Berakhir Damai! Pengembang Perumahan Keraton OKU Setuju Bangun Drainase, Warga Cabut Laporan ke Polres
Berakhir Damai! Pengembang Perumahan Keraton OKU Setuju Bangun Drainase, Warga Cabut Laporan ke Polres

Filesatu.co.id, BATURAJA | KONFLIK  lingkungan yang sempat meresahkan warga RT 17 Dusun V Desa Tanjung Kemala, Kecamatan Baturaja Timur, Kabupaten Ogan Komering Ulu (OKU), akhirnya menemui titik terang. Warga mengeluhkan pencemaran lingkungan akibat limpasan air limbah rumah tangga dari Perumahan Keraton, yang diklaim milik salah satu Anggota DPRD OKU berinisial Tulus.

Menurut keterangan warga, Rodiah dan Dedi Supratman, air hujan yang bercampur limbah dari Perumahan Keraton selalu mengalir ke pemukiman mereka saat hujan turun. “Kalau hujan turun, air hujan yang bercampur dengan air limbah rumah tangga dari Perumahan Keraton semuanya mengalir ke pemukiman kami,” ungkap Rodiah.

Bacaan Lainnya

Di tengah kegaduhan, muncul informasi bahwa masalah ini telah dilaporkan ke Polres OKU oleh seorang oknum pengacara berinisial DS. Namun, Rodiah mengklarifikasi bahwa warga tidak pernah memberikan surat kuasa kepada pengacara tersebut, melainkan hanya bercerita tentang permasalahan yang mereka hadapi.

“Mengenai kabar adanya surat kuasa itu, bukan saya yang membuatnya, saya hanya disuruh untuk tanda tangan saja dan saya tidak tahu kalau masalahnya akan jadi seperti ini. Saya orang awam yang tidak mengerti masalah hukum,” terang Rodiah, menegaskan ketidaktahuan warga mengenai proses hukum tersebut.

Masalah ini akhirnya diselesaikan melalui mediasi yang diinisiasi oleh Ketua RT 17 Dusun V, Marzuki. Mediasi yang melibatkan warga yang terdampak dengan pihak pengembang perumahan berhasil mencapai kesepakatan damai.

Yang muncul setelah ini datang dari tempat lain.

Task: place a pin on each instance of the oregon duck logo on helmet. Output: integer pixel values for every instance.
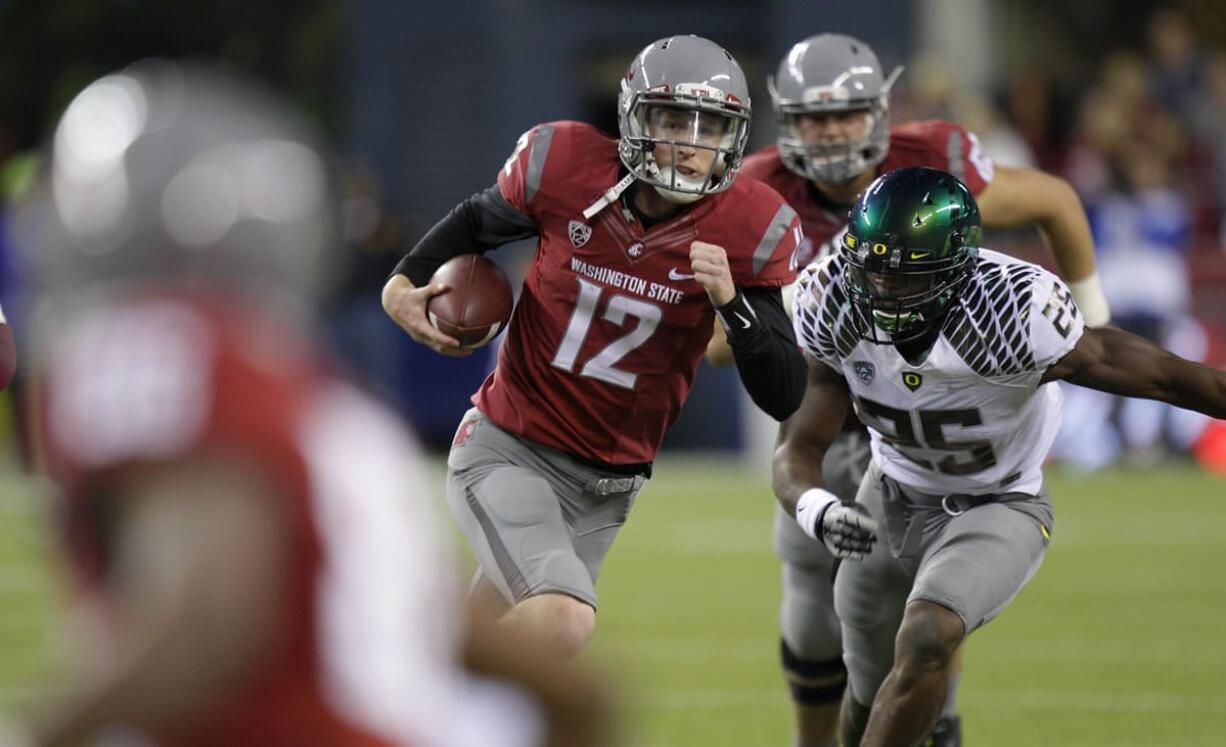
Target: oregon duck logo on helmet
(912, 243)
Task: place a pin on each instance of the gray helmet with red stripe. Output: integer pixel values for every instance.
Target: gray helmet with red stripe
(700, 79)
(823, 75)
(168, 172)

“Kita adakan mediasi antara pengembang perumahan dengan warga yang terdampak dan akhirnya memenuhi kata sepakat,” jelas Marzuki.

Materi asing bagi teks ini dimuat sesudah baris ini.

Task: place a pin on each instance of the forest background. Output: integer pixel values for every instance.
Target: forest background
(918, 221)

Solusinya, pihak pengembang Perumahan Keraton akan membangunkan drainase pembuangan air limbah rumah tangga menuju anak sungai Sarang Elang, yang melintasi pemukiman warga.

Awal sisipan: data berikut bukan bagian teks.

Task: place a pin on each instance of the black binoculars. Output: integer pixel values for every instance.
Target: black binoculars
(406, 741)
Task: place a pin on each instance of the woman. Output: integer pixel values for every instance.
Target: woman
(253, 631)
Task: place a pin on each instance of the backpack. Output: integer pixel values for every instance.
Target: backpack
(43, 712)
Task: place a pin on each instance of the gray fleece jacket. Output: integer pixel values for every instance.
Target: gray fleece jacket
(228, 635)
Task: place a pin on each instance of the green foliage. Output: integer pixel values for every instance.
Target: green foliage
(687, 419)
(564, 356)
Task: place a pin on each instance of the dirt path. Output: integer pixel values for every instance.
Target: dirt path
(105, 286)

Dengan kesepakatan tertulis yang disaksikan oleh perangkat Desa Tanjung Kemala, warga menganggap permasalahan ini selesai. Warga juga sepakat bahwa semua permasalahan yang diajukan oleh kuasa hukum kepada pihak Polres OKU dianggap batal atau dicabut.

Warga RT 17 Dusun V Desa Tanjung Kemala pun mengucapkan terima kasih kepada pihak pengembang perumahan atas pembangunan drainase tersebut, berharap genangan air limbah tidak terjadi lagi ketika turun hujan.